Create a web X-ray search for public candidate profiles. Target role: [ROLE]. Required skills: [MUST HAVES]. Approved sites to search: [SITES]. Geography rule: [LOCATION]. Policy constraints: [POLICY]. Produce three query versions for Google, explain the site:, intitle:, and quoted phrases used, and list likely false positives. Keep terms job-related; do not use names, graduation years, demographic signals, or school prestige. Ask up to 3 questions only if needed. Self-check balanced parentheses and ensure every required skill is either queried or identified as something to verify manually.
Talent-pool mapping
Use when broadening the search beyond obvious job titles.

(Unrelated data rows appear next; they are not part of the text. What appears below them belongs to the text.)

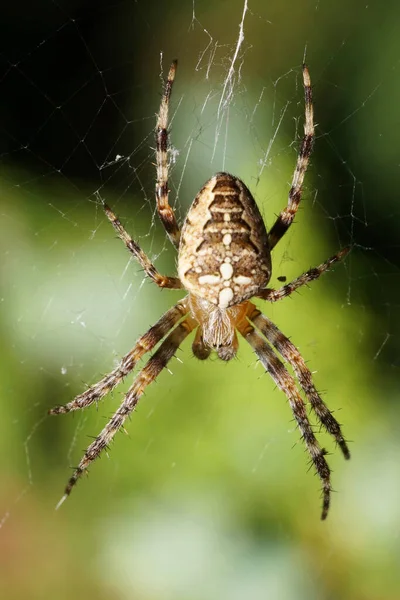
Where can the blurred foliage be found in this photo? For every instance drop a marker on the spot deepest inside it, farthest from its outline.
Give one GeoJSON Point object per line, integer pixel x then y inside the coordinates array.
{"type": "Point", "coordinates": [210, 496]}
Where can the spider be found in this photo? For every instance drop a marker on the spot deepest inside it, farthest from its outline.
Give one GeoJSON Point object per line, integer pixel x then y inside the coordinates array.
{"type": "Point", "coordinates": [224, 260]}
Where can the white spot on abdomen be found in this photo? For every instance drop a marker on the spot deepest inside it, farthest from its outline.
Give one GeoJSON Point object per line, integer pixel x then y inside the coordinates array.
{"type": "Point", "coordinates": [225, 296]}
{"type": "Point", "coordinates": [226, 270]}
{"type": "Point", "coordinates": [210, 279]}
{"type": "Point", "coordinates": [242, 280]}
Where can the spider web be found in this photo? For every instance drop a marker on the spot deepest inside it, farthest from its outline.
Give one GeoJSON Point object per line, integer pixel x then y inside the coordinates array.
{"type": "Point", "coordinates": [81, 86]}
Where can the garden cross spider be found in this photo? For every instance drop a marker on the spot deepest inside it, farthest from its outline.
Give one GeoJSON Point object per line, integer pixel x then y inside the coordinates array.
{"type": "Point", "coordinates": [224, 259]}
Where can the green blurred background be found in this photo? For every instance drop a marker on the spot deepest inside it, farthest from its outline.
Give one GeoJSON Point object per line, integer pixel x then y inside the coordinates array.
{"type": "Point", "coordinates": [210, 496]}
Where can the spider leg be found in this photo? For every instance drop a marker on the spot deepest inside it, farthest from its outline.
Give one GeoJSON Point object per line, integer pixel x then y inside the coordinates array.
{"type": "Point", "coordinates": [165, 211]}
{"type": "Point", "coordinates": [143, 345]}
{"type": "Point", "coordinates": [286, 217]}
{"type": "Point", "coordinates": [290, 353]}
{"type": "Point", "coordinates": [274, 295]}
{"type": "Point", "coordinates": [286, 383]}
{"type": "Point", "coordinates": [146, 376]}
{"type": "Point", "coordinates": [134, 248]}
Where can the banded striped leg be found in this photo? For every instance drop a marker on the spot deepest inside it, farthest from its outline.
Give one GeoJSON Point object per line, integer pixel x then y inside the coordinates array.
{"type": "Point", "coordinates": [303, 374]}
{"type": "Point", "coordinates": [286, 217]}
{"type": "Point", "coordinates": [148, 267]}
{"type": "Point", "coordinates": [144, 378]}
{"type": "Point", "coordinates": [144, 344]}
{"type": "Point", "coordinates": [165, 211]}
{"type": "Point", "coordinates": [286, 383]}
{"type": "Point", "coordinates": [289, 288]}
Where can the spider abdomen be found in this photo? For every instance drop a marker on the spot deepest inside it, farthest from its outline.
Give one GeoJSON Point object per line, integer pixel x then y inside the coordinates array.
{"type": "Point", "coordinates": [224, 255]}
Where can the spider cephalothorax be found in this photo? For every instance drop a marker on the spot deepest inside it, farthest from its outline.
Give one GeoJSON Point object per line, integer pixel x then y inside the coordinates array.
{"type": "Point", "coordinates": [224, 260]}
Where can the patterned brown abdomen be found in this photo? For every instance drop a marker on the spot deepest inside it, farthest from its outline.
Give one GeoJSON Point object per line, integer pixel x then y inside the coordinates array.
{"type": "Point", "coordinates": [223, 254]}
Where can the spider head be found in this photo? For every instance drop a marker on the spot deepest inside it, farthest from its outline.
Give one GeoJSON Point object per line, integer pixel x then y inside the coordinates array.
{"type": "Point", "coordinates": [216, 330]}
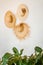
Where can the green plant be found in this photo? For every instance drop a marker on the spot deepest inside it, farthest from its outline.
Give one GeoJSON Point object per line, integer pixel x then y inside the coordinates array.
{"type": "Point", "coordinates": [18, 59]}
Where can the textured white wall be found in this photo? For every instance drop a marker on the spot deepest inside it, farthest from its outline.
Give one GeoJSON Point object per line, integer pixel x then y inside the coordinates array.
{"type": "Point", "coordinates": [35, 20]}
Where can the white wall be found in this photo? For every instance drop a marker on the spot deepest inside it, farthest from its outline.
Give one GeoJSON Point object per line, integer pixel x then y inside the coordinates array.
{"type": "Point", "coordinates": [35, 20]}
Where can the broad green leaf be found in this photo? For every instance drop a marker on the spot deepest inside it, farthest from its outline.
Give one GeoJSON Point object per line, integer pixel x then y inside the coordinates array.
{"type": "Point", "coordinates": [21, 51]}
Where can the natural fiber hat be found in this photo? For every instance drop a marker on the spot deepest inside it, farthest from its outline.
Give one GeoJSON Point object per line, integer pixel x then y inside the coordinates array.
{"type": "Point", "coordinates": [22, 12]}
{"type": "Point", "coordinates": [10, 19]}
{"type": "Point", "coordinates": [21, 30]}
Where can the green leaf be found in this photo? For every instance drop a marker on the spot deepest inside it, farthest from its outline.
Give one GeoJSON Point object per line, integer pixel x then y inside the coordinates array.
{"type": "Point", "coordinates": [16, 52]}
{"type": "Point", "coordinates": [5, 58]}
{"type": "Point", "coordinates": [21, 51]}
{"type": "Point", "coordinates": [38, 49]}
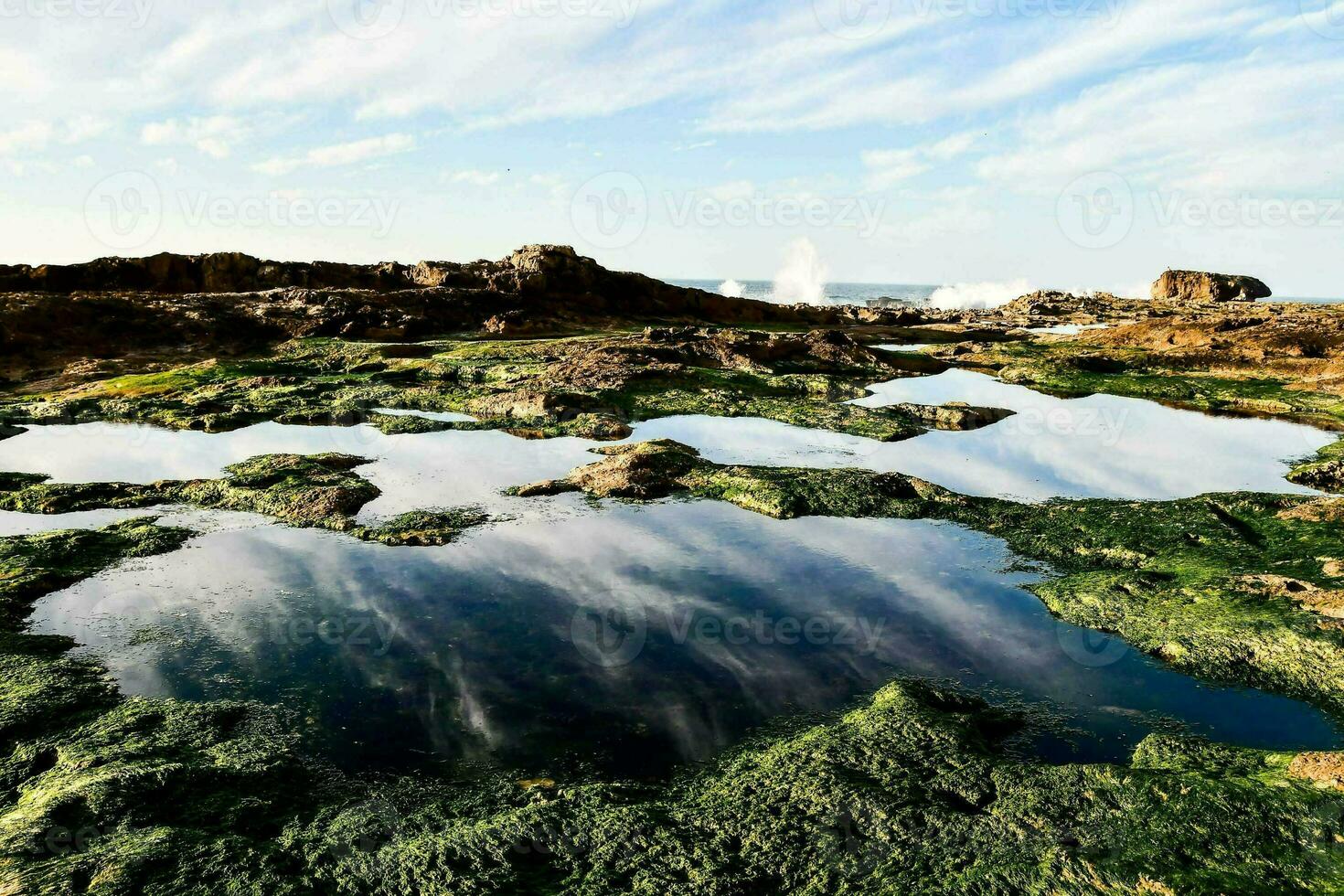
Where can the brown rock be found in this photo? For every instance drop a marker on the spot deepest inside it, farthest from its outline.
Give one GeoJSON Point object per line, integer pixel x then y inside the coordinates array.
{"type": "Point", "coordinates": [1199, 288]}
{"type": "Point", "coordinates": [1323, 769]}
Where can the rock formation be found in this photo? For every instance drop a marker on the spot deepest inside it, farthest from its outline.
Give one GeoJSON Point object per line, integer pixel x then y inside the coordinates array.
{"type": "Point", "coordinates": [1198, 288]}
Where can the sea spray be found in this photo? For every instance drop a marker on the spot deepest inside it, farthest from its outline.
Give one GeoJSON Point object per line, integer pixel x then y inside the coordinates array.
{"type": "Point", "coordinates": [977, 295]}
{"type": "Point", "coordinates": [803, 278]}
{"type": "Point", "coordinates": [731, 289]}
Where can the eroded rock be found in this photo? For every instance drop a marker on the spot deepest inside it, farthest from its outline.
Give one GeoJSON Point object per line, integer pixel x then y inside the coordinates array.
{"type": "Point", "coordinates": [1200, 288]}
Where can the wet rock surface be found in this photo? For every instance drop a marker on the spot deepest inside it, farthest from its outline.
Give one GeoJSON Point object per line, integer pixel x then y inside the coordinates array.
{"type": "Point", "coordinates": [1198, 288]}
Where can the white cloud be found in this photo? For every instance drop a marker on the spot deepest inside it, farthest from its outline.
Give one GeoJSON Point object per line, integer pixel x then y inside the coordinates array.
{"type": "Point", "coordinates": [27, 136]}
{"type": "Point", "coordinates": [890, 166]}
{"type": "Point", "coordinates": [474, 177]}
{"type": "Point", "coordinates": [1175, 128]}
{"type": "Point", "coordinates": [215, 136]}
{"type": "Point", "coordinates": [340, 155]}
{"type": "Point", "coordinates": [35, 136]}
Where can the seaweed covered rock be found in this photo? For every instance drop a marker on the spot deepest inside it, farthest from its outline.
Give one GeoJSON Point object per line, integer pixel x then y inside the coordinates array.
{"type": "Point", "coordinates": [319, 491]}
{"type": "Point", "coordinates": [955, 415]}
{"type": "Point", "coordinates": [644, 472]}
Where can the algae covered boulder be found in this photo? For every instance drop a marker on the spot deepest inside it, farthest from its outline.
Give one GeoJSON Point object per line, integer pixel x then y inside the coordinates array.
{"type": "Point", "coordinates": [1201, 288]}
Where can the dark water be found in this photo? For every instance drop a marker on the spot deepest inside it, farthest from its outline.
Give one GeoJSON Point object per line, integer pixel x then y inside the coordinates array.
{"type": "Point", "coordinates": [1097, 446]}
{"type": "Point", "coordinates": [624, 638]}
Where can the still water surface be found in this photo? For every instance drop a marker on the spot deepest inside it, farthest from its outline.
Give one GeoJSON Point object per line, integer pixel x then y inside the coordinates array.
{"type": "Point", "coordinates": [632, 638]}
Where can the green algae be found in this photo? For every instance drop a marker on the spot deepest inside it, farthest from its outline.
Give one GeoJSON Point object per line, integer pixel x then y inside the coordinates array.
{"type": "Point", "coordinates": [912, 792]}
{"type": "Point", "coordinates": [336, 383]}
{"type": "Point", "coordinates": [1223, 586]}
{"type": "Point", "coordinates": [1074, 369]}
{"type": "Point", "coordinates": [909, 793]}
{"type": "Point", "coordinates": [317, 491]}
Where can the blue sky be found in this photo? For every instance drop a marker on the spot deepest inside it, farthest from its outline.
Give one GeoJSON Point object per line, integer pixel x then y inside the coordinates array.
{"type": "Point", "coordinates": [1057, 143]}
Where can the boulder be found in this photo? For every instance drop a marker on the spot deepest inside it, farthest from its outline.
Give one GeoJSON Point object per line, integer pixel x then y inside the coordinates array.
{"type": "Point", "coordinates": [1199, 288]}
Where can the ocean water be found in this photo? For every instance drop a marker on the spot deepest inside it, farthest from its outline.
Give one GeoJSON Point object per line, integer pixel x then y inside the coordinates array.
{"type": "Point", "coordinates": [960, 295]}
{"type": "Point", "coordinates": [835, 293]}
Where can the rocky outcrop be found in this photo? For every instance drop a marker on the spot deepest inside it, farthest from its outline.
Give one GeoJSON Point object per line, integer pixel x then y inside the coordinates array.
{"type": "Point", "coordinates": [1198, 288]}
{"type": "Point", "coordinates": [208, 305]}
{"type": "Point", "coordinates": [641, 472]}
{"type": "Point", "coordinates": [955, 415]}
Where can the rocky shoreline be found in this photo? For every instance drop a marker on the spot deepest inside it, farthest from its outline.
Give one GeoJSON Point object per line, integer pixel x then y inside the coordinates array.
{"type": "Point", "coordinates": [909, 792]}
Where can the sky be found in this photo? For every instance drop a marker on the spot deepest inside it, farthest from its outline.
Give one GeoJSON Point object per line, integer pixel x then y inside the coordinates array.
{"type": "Point", "coordinates": [1072, 144]}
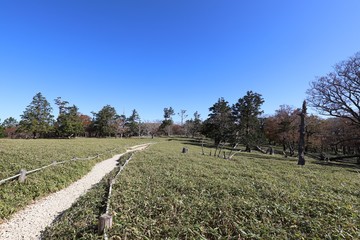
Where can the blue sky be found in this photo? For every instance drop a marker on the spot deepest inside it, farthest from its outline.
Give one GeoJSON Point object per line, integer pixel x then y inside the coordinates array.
{"type": "Point", "coordinates": [147, 55]}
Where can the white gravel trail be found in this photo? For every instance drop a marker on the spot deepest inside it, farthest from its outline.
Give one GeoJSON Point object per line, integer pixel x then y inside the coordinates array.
{"type": "Point", "coordinates": [29, 222]}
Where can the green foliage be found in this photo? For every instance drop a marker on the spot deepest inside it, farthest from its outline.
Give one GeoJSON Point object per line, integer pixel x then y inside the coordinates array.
{"type": "Point", "coordinates": [164, 194]}
{"type": "Point", "coordinates": [105, 121]}
{"type": "Point", "coordinates": [69, 122]}
{"type": "Point", "coordinates": [31, 154]}
{"type": "Point", "coordinates": [133, 123]}
{"type": "Point", "coordinates": [246, 114]}
{"type": "Point", "coordinates": [219, 126]}
{"type": "Point", "coordinates": [37, 118]}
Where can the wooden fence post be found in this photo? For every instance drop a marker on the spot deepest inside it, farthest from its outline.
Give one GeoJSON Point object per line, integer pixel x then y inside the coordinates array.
{"type": "Point", "coordinates": [105, 222]}
{"type": "Point", "coordinates": [22, 176]}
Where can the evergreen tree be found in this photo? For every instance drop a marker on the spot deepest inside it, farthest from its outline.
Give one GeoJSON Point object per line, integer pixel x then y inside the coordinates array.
{"type": "Point", "coordinates": [246, 114]}
{"type": "Point", "coordinates": [37, 118]}
{"type": "Point", "coordinates": [133, 124]}
{"type": "Point", "coordinates": [105, 121]}
{"type": "Point", "coordinates": [219, 124]}
{"type": "Point", "coordinates": [69, 122]}
{"type": "Point", "coordinates": [167, 122]}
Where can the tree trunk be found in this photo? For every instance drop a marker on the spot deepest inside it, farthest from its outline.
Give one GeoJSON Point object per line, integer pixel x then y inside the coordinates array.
{"type": "Point", "coordinates": [301, 160]}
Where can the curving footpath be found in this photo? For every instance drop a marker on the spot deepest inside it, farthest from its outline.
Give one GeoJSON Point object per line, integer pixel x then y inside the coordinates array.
{"type": "Point", "coordinates": [29, 222]}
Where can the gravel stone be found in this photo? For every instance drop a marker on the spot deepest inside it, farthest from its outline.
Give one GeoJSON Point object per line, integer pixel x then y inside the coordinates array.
{"type": "Point", "coordinates": [29, 222]}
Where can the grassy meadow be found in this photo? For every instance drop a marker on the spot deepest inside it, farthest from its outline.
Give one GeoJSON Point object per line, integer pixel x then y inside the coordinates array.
{"type": "Point", "coordinates": [31, 154]}
{"type": "Point", "coordinates": [164, 194]}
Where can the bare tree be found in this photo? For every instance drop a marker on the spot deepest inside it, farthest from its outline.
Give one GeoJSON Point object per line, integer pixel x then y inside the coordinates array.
{"type": "Point", "coordinates": [338, 93]}
{"type": "Point", "coordinates": [183, 116]}
{"type": "Point", "coordinates": [301, 160]}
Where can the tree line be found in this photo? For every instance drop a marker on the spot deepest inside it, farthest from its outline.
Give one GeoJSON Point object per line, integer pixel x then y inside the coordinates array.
{"type": "Point", "coordinates": [335, 95]}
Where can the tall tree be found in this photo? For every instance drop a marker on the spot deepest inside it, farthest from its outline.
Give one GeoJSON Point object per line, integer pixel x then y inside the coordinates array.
{"type": "Point", "coordinates": [9, 126]}
{"type": "Point", "coordinates": [105, 121]}
{"type": "Point", "coordinates": [183, 116]}
{"type": "Point", "coordinates": [133, 124]}
{"type": "Point", "coordinates": [246, 114]}
{"type": "Point", "coordinates": [69, 122]}
{"type": "Point", "coordinates": [219, 124]}
{"type": "Point", "coordinates": [167, 122]}
{"type": "Point", "coordinates": [337, 94]}
{"type": "Point", "coordinates": [301, 149]}
{"type": "Point", "coordinates": [37, 118]}
{"type": "Point", "coordinates": [193, 126]}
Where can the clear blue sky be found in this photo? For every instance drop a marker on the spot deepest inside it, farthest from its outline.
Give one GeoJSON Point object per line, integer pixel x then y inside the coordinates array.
{"type": "Point", "coordinates": [147, 55]}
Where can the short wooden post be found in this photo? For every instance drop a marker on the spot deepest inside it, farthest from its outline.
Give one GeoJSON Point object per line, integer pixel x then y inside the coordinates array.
{"type": "Point", "coordinates": [22, 176]}
{"type": "Point", "coordinates": [105, 222]}
{"type": "Point", "coordinates": [185, 150]}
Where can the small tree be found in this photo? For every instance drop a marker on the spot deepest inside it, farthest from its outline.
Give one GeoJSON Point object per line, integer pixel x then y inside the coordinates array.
{"type": "Point", "coordinates": [104, 122]}
{"type": "Point", "coordinates": [301, 160]}
{"type": "Point", "coordinates": [69, 123]}
{"type": "Point", "coordinates": [133, 124]}
{"type": "Point", "coordinates": [246, 114]}
{"type": "Point", "coordinates": [219, 125]}
{"type": "Point", "coordinates": [167, 122]}
{"type": "Point", "coordinates": [37, 118]}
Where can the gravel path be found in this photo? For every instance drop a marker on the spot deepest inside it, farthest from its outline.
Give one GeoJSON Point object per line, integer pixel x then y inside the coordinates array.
{"type": "Point", "coordinates": [29, 222]}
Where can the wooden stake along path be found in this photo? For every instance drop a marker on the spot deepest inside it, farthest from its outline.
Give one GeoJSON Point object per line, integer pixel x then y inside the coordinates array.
{"type": "Point", "coordinates": [29, 222]}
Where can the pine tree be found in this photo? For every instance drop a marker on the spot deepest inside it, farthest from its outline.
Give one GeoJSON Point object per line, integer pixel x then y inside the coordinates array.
{"type": "Point", "coordinates": [37, 118]}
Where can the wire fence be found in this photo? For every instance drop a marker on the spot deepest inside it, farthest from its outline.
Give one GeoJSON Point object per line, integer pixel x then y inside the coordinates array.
{"type": "Point", "coordinates": [105, 220]}
{"type": "Point", "coordinates": [22, 173]}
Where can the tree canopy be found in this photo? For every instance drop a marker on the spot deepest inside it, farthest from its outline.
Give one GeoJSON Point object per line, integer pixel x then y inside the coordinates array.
{"type": "Point", "coordinates": [37, 117]}
{"type": "Point", "coordinates": [337, 94]}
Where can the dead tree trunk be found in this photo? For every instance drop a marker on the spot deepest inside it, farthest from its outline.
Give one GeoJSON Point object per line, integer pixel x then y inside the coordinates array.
{"type": "Point", "coordinates": [301, 160]}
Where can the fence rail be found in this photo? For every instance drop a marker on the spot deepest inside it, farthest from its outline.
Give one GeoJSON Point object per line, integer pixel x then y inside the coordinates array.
{"type": "Point", "coordinates": [22, 174]}
{"type": "Point", "coordinates": [105, 220]}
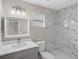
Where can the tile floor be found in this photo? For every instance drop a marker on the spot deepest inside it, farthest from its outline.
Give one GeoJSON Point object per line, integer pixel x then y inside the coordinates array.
{"type": "Point", "coordinates": [60, 55]}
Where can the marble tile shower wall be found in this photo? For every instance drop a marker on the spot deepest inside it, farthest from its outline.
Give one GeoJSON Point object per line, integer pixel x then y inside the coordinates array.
{"type": "Point", "coordinates": [67, 36]}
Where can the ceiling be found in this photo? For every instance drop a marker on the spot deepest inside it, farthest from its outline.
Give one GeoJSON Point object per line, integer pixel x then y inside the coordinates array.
{"type": "Point", "coordinates": [52, 4]}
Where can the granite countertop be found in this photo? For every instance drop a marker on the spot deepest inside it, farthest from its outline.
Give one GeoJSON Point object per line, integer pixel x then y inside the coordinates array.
{"type": "Point", "coordinates": [7, 49]}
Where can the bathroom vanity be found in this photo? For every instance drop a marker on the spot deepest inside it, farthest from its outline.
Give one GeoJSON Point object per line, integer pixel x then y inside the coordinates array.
{"type": "Point", "coordinates": [28, 51]}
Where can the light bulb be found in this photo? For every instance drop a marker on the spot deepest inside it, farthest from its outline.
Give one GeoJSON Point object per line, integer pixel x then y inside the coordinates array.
{"type": "Point", "coordinates": [65, 25]}
{"type": "Point", "coordinates": [12, 11]}
{"type": "Point", "coordinates": [23, 13]}
{"type": "Point", "coordinates": [72, 22]}
{"type": "Point", "coordinates": [18, 12]}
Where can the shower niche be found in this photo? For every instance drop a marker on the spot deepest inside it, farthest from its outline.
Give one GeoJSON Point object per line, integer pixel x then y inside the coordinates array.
{"type": "Point", "coordinates": [15, 27]}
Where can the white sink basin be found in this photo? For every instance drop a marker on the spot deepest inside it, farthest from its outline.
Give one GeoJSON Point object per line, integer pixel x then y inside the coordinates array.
{"type": "Point", "coordinates": [20, 45]}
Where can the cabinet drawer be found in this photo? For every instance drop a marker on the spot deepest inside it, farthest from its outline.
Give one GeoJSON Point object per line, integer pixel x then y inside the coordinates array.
{"type": "Point", "coordinates": [10, 56]}
{"type": "Point", "coordinates": [26, 52]}
{"type": "Point", "coordinates": [33, 56]}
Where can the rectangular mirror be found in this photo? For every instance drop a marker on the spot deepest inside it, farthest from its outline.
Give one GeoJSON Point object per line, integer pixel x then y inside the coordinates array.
{"type": "Point", "coordinates": [15, 27]}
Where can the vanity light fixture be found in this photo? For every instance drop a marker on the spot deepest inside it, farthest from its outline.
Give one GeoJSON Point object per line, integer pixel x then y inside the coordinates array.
{"type": "Point", "coordinates": [18, 11]}
{"type": "Point", "coordinates": [72, 22]}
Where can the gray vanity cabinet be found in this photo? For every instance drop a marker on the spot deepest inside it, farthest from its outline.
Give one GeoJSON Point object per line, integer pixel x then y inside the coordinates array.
{"type": "Point", "coordinates": [24, 54]}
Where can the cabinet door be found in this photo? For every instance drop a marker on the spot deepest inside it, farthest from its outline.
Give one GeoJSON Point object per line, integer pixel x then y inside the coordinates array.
{"type": "Point", "coordinates": [8, 57]}
{"type": "Point", "coordinates": [33, 56]}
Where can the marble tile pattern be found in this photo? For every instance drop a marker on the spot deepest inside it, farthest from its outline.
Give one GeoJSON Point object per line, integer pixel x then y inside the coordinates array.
{"type": "Point", "coordinates": [67, 37]}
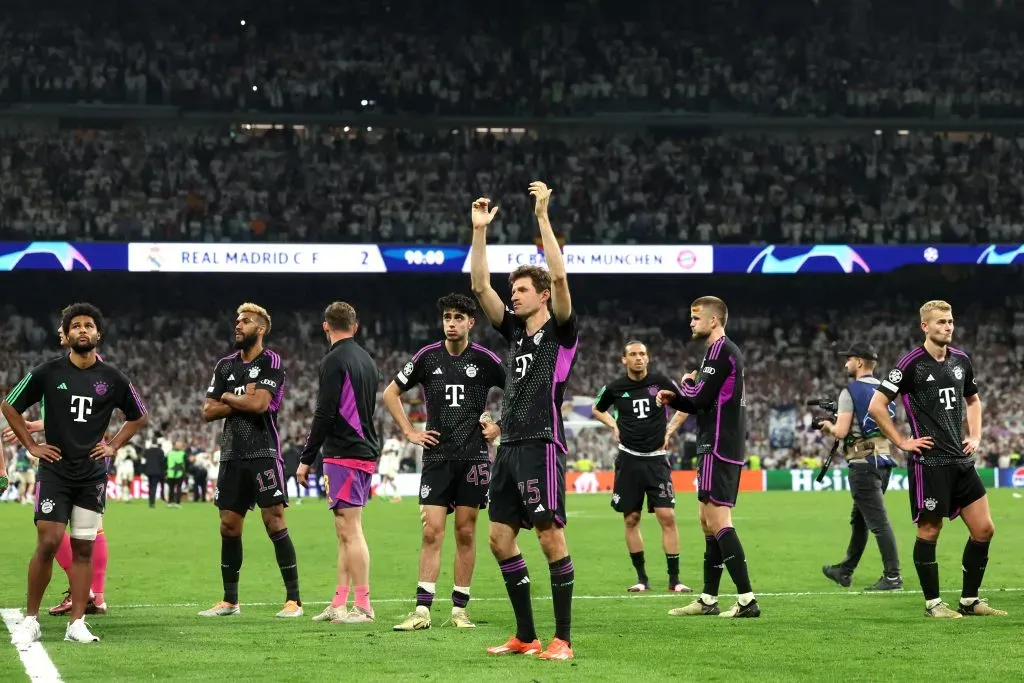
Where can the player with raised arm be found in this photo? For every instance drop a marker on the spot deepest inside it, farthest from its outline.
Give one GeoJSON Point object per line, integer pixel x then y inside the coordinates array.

Map adjacent talent pools for this hiring search. Core role: [ROLE]. Essential capabilities: [ESSENTIAL CAPABILITIES]. Industries or environments that transfer well: [TRANSFERABLE BACKGROUNDS]. Non-negotiable constraints: [CONSTRAINTS]. Return a table of 6 to 10 adjacent titles, why each transfers, expected skill gaps, and an inclusive Boolean OR group for each cluster. Do not assume a title proves competence. Do not use demographic or prestige signals. Ask up to 3 questions only if a required input is missing. Check that every suggested pool can plausibly meet the essential capabilities without retraining beyond the role’s scope.
Search calibration
Use after an initial Boolean search returns weak or noisy results.
Improve this Boolean search based on actual results while preserving our approved criteria. Approved requirements: [APPROVED CRITERIA]. Current search: [CURRENT BOOLEAN]. Sample of relevant and irrelevant results: [RESULT SAMPLE]. Platform: [PLATFORM]. Diagnose which terms cause false positives, which valid titles are missing, and propose a revised search plus a change log. Keep preferences separate from must-haves and use only job-related language. Ask up to 3 questions only if required. Self-check that each change is tied to evidence from the result sample and that no new exclusion contradicts the approved criteria.
Tips
- Build the search around demonstrated capabilities and common job titles, then verify specifics in profiles rather than assuming a title guarantees skill.
- Use a high-precision string for urgent outreach and a broad-recall string for market mapping; one query rarely serves both jobs.
- Test synonyms on a small result set before adding them, because terms such as “analyst” or “engineer” often pull unrelated functions.
FAQ
Should every preferred skill go in the Boolean string?
Usually no. Adding every preference can cut out qualified people. Use preferences as a secondary filter or a separate high-precision version.
Can I search by university or graduation year?
Those filters can introduce unfair or policy-prohibited proxies. Use demonstrated job-related experience and skills instead.